Die Kläger haben einen Anspruch auf Feststellung des Vorliegens der Voraussetzungen eines Abschiebungsverbotes nach § 60 Abs. 7 S. 1 AufenthG.

Ein genereller Abschiebestopp oder ein vergleichbarer Schutz besteht nicht, obwohl eine extreme allgemeine Gefahrenlage für Afghanistan derzeit anzunehmen ist.

a) Im Entscheidungszeitpunkt (§ 77 Abs. 1 S. 1 Hs. 1 AsylVfG) existiert kein rechtsverbindlicher Erlass, der den Ausländerbehörden eine Abschiebung afghanischer Flüchtlinge zwingend verbietet.

Der nach bayerischer Erlasslage bestehende Abschiebungsschutz ist entfallen. Gemäß Erlass des Bayerischen Staatsministeriums des Innern vom 17. 7. 1998 in der Fassung vom 8. 2. 1999 wurden Duldungen von vollziehbar ausreisepflichtigen afghanischen Staatsangehörigen für die Dauer von sechs Monaten erteilt. Mit IMS vom 22. 12. 2003 wurde die Geltungsdauer des Rundschreibens vom 17. 7. 1998 in der Fassung der ersten Ergänzung vom 8. 2. 1999, zuletzt geändert mit IMS vom 23. 6. 2003, bis zum 1. 7. 2004 verlängert, und zwar unter Bezugnahme auf Nr. 2. 3. 8 der Richtlinien für die Wahrnehmung und Organisation öffentlicher Aufgaben sowie für die Rechtsetzung im Freistaat Bayern (Organisationsrichtlinien - OR, Bekanntmachung der Bayerischen Staatsregierung vom 6. 11. 2001 - Nr. B III 2-155-9-33 - AllMB Nr. 12/2001, Seite 634 f.). Eine weitere, ausdrückliche Verlängerung der Geltungsdauer des Rundschreibens vom 17. 7. 1998 in der Form eines IMS ist nicht erfolgt. Demzufolge ist gemäß Nr. 2. 3. 8 OR der Erlass nach Ablauf der Befristung am 1. 7. 2004 außer Kraft getreten.

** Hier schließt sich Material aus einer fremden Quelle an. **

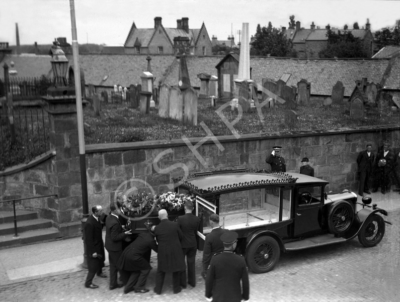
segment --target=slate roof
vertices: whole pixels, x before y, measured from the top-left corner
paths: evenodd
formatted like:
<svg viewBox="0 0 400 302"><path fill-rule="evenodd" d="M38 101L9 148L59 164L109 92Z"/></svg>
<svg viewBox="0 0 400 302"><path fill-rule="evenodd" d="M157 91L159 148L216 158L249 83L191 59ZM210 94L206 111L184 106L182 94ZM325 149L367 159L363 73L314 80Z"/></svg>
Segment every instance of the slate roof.
<svg viewBox="0 0 400 302"><path fill-rule="evenodd" d="M190 84L192 86L200 86L200 80L197 77L197 75L199 73L216 75L217 69L215 66L223 57L222 56L186 57L186 65L188 66ZM161 84L165 83L170 86L177 86L179 77L179 64L178 60L176 60L171 65L165 78L162 79Z"/></svg>
<svg viewBox="0 0 400 302"><path fill-rule="evenodd" d="M375 54L372 58L390 58L395 55L400 54L400 46L387 46L381 48L379 51Z"/></svg>
<svg viewBox="0 0 400 302"><path fill-rule="evenodd" d="M349 96L355 86L355 81L366 77L370 82L380 82L388 64L381 60L299 60L265 57L251 57L252 78L260 90L263 78L277 81L283 73L291 73L287 84L297 86L302 78L311 83L311 94L331 95L332 87L341 81L344 95ZM400 88L400 82L397 87Z"/></svg>
<svg viewBox="0 0 400 302"><path fill-rule="evenodd" d="M12 61L15 64L14 69L18 72L17 76L39 77L42 74L50 76L53 74L50 63L51 58L49 55L36 55L34 54L6 55L1 62L0 78L4 78L4 63L7 63L9 68L12 69Z"/></svg>

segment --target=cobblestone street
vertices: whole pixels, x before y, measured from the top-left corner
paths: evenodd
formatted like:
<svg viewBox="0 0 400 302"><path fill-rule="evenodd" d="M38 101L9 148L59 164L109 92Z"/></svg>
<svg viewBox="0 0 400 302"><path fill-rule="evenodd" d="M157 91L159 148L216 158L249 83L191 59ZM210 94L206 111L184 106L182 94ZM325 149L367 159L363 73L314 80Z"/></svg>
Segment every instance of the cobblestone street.
<svg viewBox="0 0 400 302"><path fill-rule="evenodd" d="M377 246L362 247L357 239L328 247L282 254L275 269L265 274L250 272L251 301L396 301L400 299L400 218L389 213L383 239ZM173 293L167 274L163 293L152 292L156 258L147 280L150 291L125 294L123 288L109 290L108 278L95 277L96 289L84 286L87 272L47 277L0 286L3 302L152 300L205 301L204 282L200 275L202 253L196 259L197 284ZM105 269L108 274L108 267Z"/></svg>

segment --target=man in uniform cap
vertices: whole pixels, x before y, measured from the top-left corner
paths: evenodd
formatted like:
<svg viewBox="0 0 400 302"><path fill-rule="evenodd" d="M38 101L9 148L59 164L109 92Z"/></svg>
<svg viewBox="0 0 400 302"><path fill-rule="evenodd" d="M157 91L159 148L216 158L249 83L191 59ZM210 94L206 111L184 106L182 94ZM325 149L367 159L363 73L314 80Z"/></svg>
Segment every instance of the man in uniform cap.
<svg viewBox="0 0 400 302"><path fill-rule="evenodd" d="M286 172L286 164L285 159L281 156L280 146L275 146L273 151L266 159L265 162L271 165L271 170L272 172Z"/></svg>
<svg viewBox="0 0 400 302"><path fill-rule="evenodd" d="M224 249L211 259L206 277L206 298L213 302L247 301L250 286L246 262L243 256L233 253L237 233L227 230L220 239Z"/></svg>
<svg viewBox="0 0 400 302"><path fill-rule="evenodd" d="M301 160L301 166L300 167L300 174L314 177L314 168L308 163L310 161L308 157L303 157Z"/></svg>

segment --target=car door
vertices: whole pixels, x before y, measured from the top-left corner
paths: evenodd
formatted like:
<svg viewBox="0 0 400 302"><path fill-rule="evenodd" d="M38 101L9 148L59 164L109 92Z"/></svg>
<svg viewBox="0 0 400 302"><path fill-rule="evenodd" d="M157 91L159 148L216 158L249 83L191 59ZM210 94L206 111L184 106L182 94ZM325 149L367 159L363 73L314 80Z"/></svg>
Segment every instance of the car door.
<svg viewBox="0 0 400 302"><path fill-rule="evenodd" d="M295 191L293 236L312 235L321 231L321 211L323 198L322 186L297 188Z"/></svg>

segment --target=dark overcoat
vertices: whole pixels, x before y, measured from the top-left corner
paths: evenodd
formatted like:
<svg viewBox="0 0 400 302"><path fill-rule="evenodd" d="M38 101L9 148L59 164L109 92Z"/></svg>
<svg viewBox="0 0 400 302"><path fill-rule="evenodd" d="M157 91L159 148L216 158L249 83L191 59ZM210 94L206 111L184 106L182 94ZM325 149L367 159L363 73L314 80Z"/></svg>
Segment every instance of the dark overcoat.
<svg viewBox="0 0 400 302"><path fill-rule="evenodd" d="M272 172L286 171L286 164L285 163L285 159L282 156L275 156L270 154L265 159L265 162L271 165L271 170Z"/></svg>
<svg viewBox="0 0 400 302"><path fill-rule="evenodd" d="M110 214L106 218L106 248L112 252L122 251L122 241L126 237L121 222L117 217Z"/></svg>
<svg viewBox="0 0 400 302"><path fill-rule="evenodd" d="M203 249L203 269L207 270L211 258L214 254L223 251L223 243L219 238L226 232L220 227L216 228L206 236L204 248Z"/></svg>
<svg viewBox="0 0 400 302"><path fill-rule="evenodd" d="M158 243L157 270L165 272L184 270L186 265L180 242L183 235L178 224L163 219L155 227L154 233Z"/></svg>
<svg viewBox="0 0 400 302"><path fill-rule="evenodd" d="M207 297L212 296L213 302L241 302L249 299L250 291L247 266L243 257L225 250L212 257L206 277Z"/></svg>
<svg viewBox="0 0 400 302"><path fill-rule="evenodd" d="M131 271L149 269L150 263L144 255L152 249L157 252L157 243L154 237L149 233L140 233L122 252L117 267L119 269Z"/></svg>
<svg viewBox="0 0 400 302"><path fill-rule="evenodd" d="M192 213L186 213L184 215L178 216L177 222L183 233L183 237L181 240L182 248L197 247L196 234L199 229L200 218Z"/></svg>
<svg viewBox="0 0 400 302"><path fill-rule="evenodd" d="M97 272L104 267L104 244L102 235L101 223L96 220L93 215L90 215L85 224L85 241L86 244L86 254L88 268L90 271ZM98 258L93 258L92 255L97 253Z"/></svg>

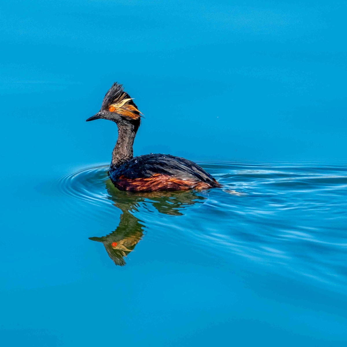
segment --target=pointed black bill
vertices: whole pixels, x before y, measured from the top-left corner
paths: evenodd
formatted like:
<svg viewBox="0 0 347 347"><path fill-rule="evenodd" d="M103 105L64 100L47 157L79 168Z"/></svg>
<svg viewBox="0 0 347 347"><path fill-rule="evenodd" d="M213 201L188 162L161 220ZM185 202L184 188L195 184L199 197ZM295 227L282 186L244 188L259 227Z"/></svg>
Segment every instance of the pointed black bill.
<svg viewBox="0 0 347 347"><path fill-rule="evenodd" d="M86 120L86 122L90 122L91 120L95 120L95 119L100 119L104 118L105 114L102 112L98 112L96 115L92 116L91 117L90 117L87 119Z"/></svg>

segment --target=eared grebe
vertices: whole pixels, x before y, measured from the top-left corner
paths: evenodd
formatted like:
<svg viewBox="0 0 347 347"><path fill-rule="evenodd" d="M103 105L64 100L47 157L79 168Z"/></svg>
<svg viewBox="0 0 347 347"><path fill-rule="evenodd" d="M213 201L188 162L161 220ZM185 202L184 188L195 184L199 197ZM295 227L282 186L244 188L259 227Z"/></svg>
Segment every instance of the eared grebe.
<svg viewBox="0 0 347 347"><path fill-rule="evenodd" d="M100 111L86 121L109 119L118 126L109 171L115 187L121 191L153 192L221 186L209 174L186 159L163 154L134 158L133 145L141 114L122 85L115 83L105 95Z"/></svg>

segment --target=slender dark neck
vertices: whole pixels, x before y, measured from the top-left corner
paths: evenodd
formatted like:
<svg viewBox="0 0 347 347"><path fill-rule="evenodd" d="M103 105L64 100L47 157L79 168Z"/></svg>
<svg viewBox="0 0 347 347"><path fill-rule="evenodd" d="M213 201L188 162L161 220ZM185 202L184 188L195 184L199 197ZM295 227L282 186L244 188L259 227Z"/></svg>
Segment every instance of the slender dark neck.
<svg viewBox="0 0 347 347"><path fill-rule="evenodd" d="M112 152L111 168L133 157L133 145L137 130L130 123L117 125L118 139Z"/></svg>

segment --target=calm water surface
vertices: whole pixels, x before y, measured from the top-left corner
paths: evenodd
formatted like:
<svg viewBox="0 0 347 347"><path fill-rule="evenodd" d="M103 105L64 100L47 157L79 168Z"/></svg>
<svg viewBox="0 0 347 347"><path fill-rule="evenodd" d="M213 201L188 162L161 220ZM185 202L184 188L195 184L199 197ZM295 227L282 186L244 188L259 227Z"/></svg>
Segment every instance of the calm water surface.
<svg viewBox="0 0 347 347"><path fill-rule="evenodd" d="M99 165L17 196L37 230L7 241L5 339L346 346L346 163L198 162L222 188L121 192Z"/></svg>

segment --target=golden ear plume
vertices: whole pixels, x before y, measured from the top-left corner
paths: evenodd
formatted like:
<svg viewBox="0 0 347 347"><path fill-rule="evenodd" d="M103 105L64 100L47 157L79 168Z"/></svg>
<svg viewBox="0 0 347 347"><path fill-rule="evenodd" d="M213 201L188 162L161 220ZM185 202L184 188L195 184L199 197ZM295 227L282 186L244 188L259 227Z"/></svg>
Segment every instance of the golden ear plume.
<svg viewBox="0 0 347 347"><path fill-rule="evenodd" d="M140 115L142 113L134 105L127 103L128 101L132 100L133 98L129 98L123 99L126 95L125 93L123 94L119 98L121 100L119 102L110 105L109 106L109 109L111 107L114 108L115 110L113 112L117 112L117 113L126 117L129 117L133 119L137 119L141 117ZM134 113L134 112L137 112L139 114L137 115Z"/></svg>

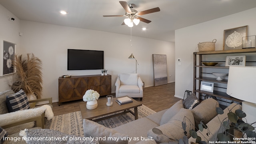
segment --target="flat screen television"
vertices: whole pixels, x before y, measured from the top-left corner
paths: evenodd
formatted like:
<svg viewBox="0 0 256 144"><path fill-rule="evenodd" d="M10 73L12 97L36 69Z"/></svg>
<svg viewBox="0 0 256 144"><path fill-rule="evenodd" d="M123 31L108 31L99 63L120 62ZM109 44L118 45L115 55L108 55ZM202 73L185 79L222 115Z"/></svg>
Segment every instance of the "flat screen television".
<svg viewBox="0 0 256 144"><path fill-rule="evenodd" d="M68 49L68 70L100 70L104 64L103 51Z"/></svg>

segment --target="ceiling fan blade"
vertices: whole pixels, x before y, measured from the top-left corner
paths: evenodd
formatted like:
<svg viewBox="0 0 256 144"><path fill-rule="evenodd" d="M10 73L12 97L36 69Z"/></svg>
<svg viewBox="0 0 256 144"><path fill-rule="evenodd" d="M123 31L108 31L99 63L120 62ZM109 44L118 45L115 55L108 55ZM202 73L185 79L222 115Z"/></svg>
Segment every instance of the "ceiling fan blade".
<svg viewBox="0 0 256 144"><path fill-rule="evenodd" d="M129 7L129 5L126 2L119 1L119 3L121 4L123 8L124 8L124 9L126 12L128 13L132 13L131 9L130 9L130 7Z"/></svg>
<svg viewBox="0 0 256 144"><path fill-rule="evenodd" d="M146 22L147 24L148 24L149 23L151 22L151 21L150 20L147 20L146 19L145 19L144 18L142 18L142 17L138 17L138 18L137 18L139 19L141 21L142 21L142 22Z"/></svg>
<svg viewBox="0 0 256 144"><path fill-rule="evenodd" d="M103 16L103 17L111 17L111 16L124 16L124 15L106 15Z"/></svg>
<svg viewBox="0 0 256 144"><path fill-rule="evenodd" d="M159 12L160 8L159 7L152 8L151 9L144 10L142 12L139 12L138 14L140 16L142 16L146 14L150 14L153 12Z"/></svg>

Dass ein Abschiebestopp nicht (mehr) besteht, ergibt sich im Übrigen ausdrücklich und zweifelsfrei aus dem IMS vom 4. 5. 2005, wonach "in den nächsten Wochen" mit der Rückführung begonnen werden soll. Schließlich ergibt sich auch aus dem IMS vom 3. 8. 2005 eindeutig, dass ein allgemeiner Abschiebestopp nicht mehr besteht, vielmehr heißt es dort (unter II. Rückführungsgrundsätze, 1. Allgemeines), dass "Rückführungen nach Afghanistan in überschaubarer Größenordnung nunmehr möglich sind". Zwar enthält das IMS vom 3. 8. 2005 unter 1. eine Bleiberechtsregelung in Form einer Anordnung nach § 23 Abs. 1 S. 1 AufenthG; demzufolge ist der Personenkreis, der hierunter fällt, nicht von einer Abschiebung bedroht, weshalb diese Personengruppe in einem Gerichtsverfahren einen Schutz nach § 60 Abs. 7 S. 1 AufenthG nicht erfolgreich geltend machen könnte. Die Kläger fallen allerdings nicht unter diese in dem IMS vom 3. 8. 2005 näher umschriebene Personengruppe. Weiterhin unterscheidet das IMS vom 3. 8. 2005 zwischen den Personen, die vorrangig zurückzuführen sind und den Personen, deren Rückführung keinen Vorrang genießt und stellt jeweils Grundsätze für die aufenthaltsrechtliche Behandlung dieser Personengruppen auf.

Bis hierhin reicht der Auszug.